With regard to the association of secundum ASD with MI, Pecock and associates [7] thought that the secundum type defect situated posteriorly and well away from the anterior positioned mitral valve. It thus seemed unlikely that the defect could directly affect either the anatomy or the function of the mitral valve, and it would appear that mild organic disease of the mitral leaflets or chordae was a separate entity. They also suggested that bacterial prophylaxis be advised when the diagnosis of mitral pathology was established. However, previous studies by Okada et al and Pomerance et al confirmed the coexistence of both fibrosis and myxomatous change in the same valve leaflet of the same patient. And it was suggested that valve thickening and fibrosis be secondary to the chronic hemodynamic stress related to the left-to-right shunt [8,9].

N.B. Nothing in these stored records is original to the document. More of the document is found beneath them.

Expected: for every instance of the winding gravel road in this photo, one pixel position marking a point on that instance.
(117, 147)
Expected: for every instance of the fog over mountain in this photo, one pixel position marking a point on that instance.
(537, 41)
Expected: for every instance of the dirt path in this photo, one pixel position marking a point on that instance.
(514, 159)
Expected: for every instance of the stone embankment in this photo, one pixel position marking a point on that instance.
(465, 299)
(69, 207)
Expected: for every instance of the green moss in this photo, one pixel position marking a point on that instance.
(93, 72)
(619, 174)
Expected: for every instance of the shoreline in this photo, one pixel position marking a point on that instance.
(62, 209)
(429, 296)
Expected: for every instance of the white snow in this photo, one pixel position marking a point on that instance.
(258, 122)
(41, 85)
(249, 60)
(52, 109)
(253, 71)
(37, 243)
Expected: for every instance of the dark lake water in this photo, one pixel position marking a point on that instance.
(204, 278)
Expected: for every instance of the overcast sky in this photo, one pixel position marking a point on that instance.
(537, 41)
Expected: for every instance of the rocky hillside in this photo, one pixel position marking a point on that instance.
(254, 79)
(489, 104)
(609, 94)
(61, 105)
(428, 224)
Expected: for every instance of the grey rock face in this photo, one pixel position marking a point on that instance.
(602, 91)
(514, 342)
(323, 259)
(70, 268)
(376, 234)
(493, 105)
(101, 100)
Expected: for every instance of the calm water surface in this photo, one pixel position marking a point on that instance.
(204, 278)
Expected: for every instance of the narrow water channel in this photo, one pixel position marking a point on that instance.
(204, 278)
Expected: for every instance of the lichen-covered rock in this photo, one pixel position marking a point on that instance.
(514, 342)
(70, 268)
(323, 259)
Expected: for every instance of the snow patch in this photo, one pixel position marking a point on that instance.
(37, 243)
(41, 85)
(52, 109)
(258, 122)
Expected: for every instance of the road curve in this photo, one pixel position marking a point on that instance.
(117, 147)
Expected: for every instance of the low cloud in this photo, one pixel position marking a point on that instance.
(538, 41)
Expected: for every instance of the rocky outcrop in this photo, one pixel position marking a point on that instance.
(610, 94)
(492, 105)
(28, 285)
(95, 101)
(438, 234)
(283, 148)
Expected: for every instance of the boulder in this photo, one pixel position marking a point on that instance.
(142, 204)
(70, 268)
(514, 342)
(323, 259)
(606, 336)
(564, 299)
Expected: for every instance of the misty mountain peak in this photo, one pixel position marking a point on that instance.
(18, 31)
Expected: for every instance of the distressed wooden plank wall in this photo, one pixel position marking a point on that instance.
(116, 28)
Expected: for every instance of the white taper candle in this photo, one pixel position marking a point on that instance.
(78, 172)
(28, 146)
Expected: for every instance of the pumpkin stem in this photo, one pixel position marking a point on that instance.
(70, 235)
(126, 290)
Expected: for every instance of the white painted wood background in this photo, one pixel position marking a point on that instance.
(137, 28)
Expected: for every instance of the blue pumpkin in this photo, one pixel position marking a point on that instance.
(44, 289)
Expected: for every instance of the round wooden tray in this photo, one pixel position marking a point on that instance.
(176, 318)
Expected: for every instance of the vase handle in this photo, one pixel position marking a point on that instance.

Mitral valve prolapse was a functional mechanism probably related to the peculiar left ventricular geometry or the ventricular volume [10]. Such prolapse was first described by Jeresaty [11] in 1971 as possibly related not to intrinsic abnormality, but to a small left ventricular volume. This observation was made in patients with hypertrophic cardiomyopathy, and the concept of prolapse as a functional phenomenon (secondary), as opposed to its being for a myxomatous valve (primary) was proposed. In 1975, a similar mechanism was suggested by Criley and Kissel [12] to occur in patients with ASD. Their explanation was that the relatively small ventricle, in the presence of a left-to-right shunt at atrial level, could induce mitral valve prolapse by systolic apposition of the subvalvular apparatus to the mitral valve ring. Of interest was another study that attributed attenuation or disappearance of echocardiographic mitral valve prolapse in patients following repair of ASD alone to altered postoperative left ventricular geometry [13]. Boucher and associates also suggested that the etiology of MI in association with ASD might be different from that of classic isolated mitral valve prolapse. Despite a reported high incidence of mitral valve prolapse in ASD, clinically significant MI was generally found in the older patients. These mitral valves were usually thick and fibrotic, suggesting either a rheumatic or chronic degenerative process rather than the anticipated progressive billowing and attenuation involved in classic valve prolapse [6]. On the other hand, Joy and associates [5] proved, by macro- and microscopic studies on mitral lesions of 50 patients associated with secundum ASD, that MS was commonly a sequela of mitral valvulitis, and that some patients with isolated MI or mitral prolapse also have post-inflammatory lesions in the valve. Mitral valve prolapse could thus also be a result of a chronic rheumatic process.

In view of the young age (three years) and the operative findings of the present case, MI should be of congenital origin in this particular case. Regardless of the mechanism involved, surgical correction of MI in association of ASD in this young age group still poses some technical difficulties. Although mitral annuloplasty was performed for this particular patient, long-term follow-up is needed to assess the result of the present repair.